The other day Don Brash and Gareth Morgan fronted at Orewa. Contrary to the media reports it wasn’t actually the Orewa Rotary Club but only its premises that was used.
The media reported extensively the nonsense that Gareth Morgan spouted but barely mentioned what Don Brash had to say.
So I called up Don and asked if I could publish his speech.
NOTES FOR REPLYING TO GARETH MORGAN, 4 FEBRUARY 2015
Thanks for inviting me here today, and for the opportunity to comment on what Gareth has said. I didn’t see the speech in advance of course, so these comments are just immediate reactions based partly on what Gareth said a few days ago in a speech to a Ngapuhi audience.
Let me say first that there are some of Gareth’s views with which I agree. He said in his Ngapuhi speech that he is opposed to separate Maori electorates, Maori wards (and by implication the Maori Statutory Board in Auckland) and quotas for Maori in educational institutions. Granting any group special rights is contrary to Article 3 of the Treaty he said, and I totally agree with that.

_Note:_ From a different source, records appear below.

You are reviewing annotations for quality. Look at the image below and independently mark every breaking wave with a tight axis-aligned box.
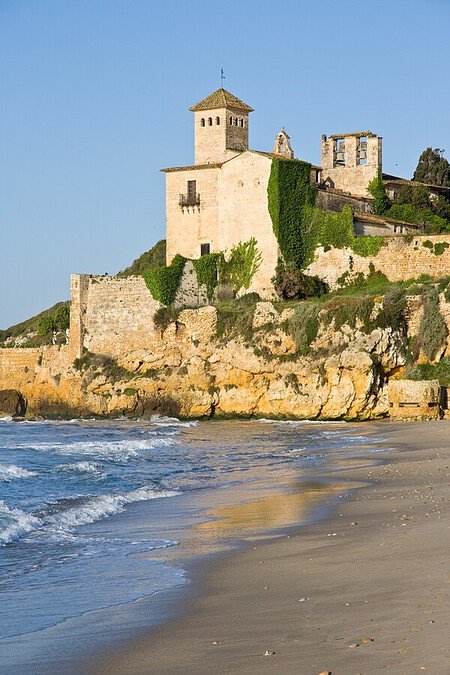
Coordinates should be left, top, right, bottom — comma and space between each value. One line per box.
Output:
0, 464, 37, 481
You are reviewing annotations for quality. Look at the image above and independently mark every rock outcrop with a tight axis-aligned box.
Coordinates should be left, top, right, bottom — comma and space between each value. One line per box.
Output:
0, 303, 406, 419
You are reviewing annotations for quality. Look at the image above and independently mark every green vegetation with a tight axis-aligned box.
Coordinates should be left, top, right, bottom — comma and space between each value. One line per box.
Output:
406, 356, 450, 387
413, 148, 450, 187
117, 239, 166, 277
142, 255, 186, 305
367, 176, 389, 215
413, 286, 448, 361
284, 302, 322, 356
192, 253, 223, 300
267, 158, 317, 269
273, 258, 328, 300
219, 237, 262, 292
0, 301, 70, 347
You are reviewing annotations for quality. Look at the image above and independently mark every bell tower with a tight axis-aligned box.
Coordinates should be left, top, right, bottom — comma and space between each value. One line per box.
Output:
190, 88, 253, 164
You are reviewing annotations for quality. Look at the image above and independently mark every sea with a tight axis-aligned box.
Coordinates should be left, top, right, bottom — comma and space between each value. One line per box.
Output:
0, 416, 386, 674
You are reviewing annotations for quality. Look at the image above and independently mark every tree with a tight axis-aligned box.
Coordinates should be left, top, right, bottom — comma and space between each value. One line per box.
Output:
413, 148, 450, 187
367, 176, 390, 216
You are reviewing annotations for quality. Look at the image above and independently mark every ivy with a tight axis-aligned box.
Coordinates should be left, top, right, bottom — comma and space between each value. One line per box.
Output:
142, 254, 186, 305
267, 158, 317, 268
219, 237, 262, 291
192, 253, 223, 300
413, 286, 448, 361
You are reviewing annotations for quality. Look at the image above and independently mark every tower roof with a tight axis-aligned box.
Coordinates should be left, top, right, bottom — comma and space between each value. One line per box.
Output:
189, 89, 253, 112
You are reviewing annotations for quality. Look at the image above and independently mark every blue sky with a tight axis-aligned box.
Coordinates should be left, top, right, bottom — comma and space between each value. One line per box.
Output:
0, 0, 450, 327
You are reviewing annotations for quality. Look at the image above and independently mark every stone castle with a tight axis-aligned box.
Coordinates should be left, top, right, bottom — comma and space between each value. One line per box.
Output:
162, 89, 382, 297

It’s also patronising, and implies that Maori aren’t quite competent enough to have their voices heard in the political arena without a special leg up. Of course that is nonsense: when I was in Parliament, there were 21 Maori in Parliament – roughly the same percentage of Members of Parliament as Maori are in the wider population – only seven of them elected in the Maori electorates. The other 14 were elected in general constituencies or were placed in a winnable position on a party’s list.
Similarly in Auckland: the first election of councillors after the super-city was established in 2010 saw three people of Maori descent elected – not in Maori wards but on their own merits – and again three Maori out of a total of 20 councillors meant that Maori on the Council were in roughly the same proportion as Maori in the general population.
But as explained in his Ngapuhi speech his basic position seems to be that –
“.. the Treaty is whatever a reasonable person’s view of the following four taken together leads them to – not any one taken in isolation, but all taken together:
- Treaty of Waitangi
- Te Tiriti O Waitangi
- Principles of the Treaty
- Post-1975 Consensus on the Treaty.”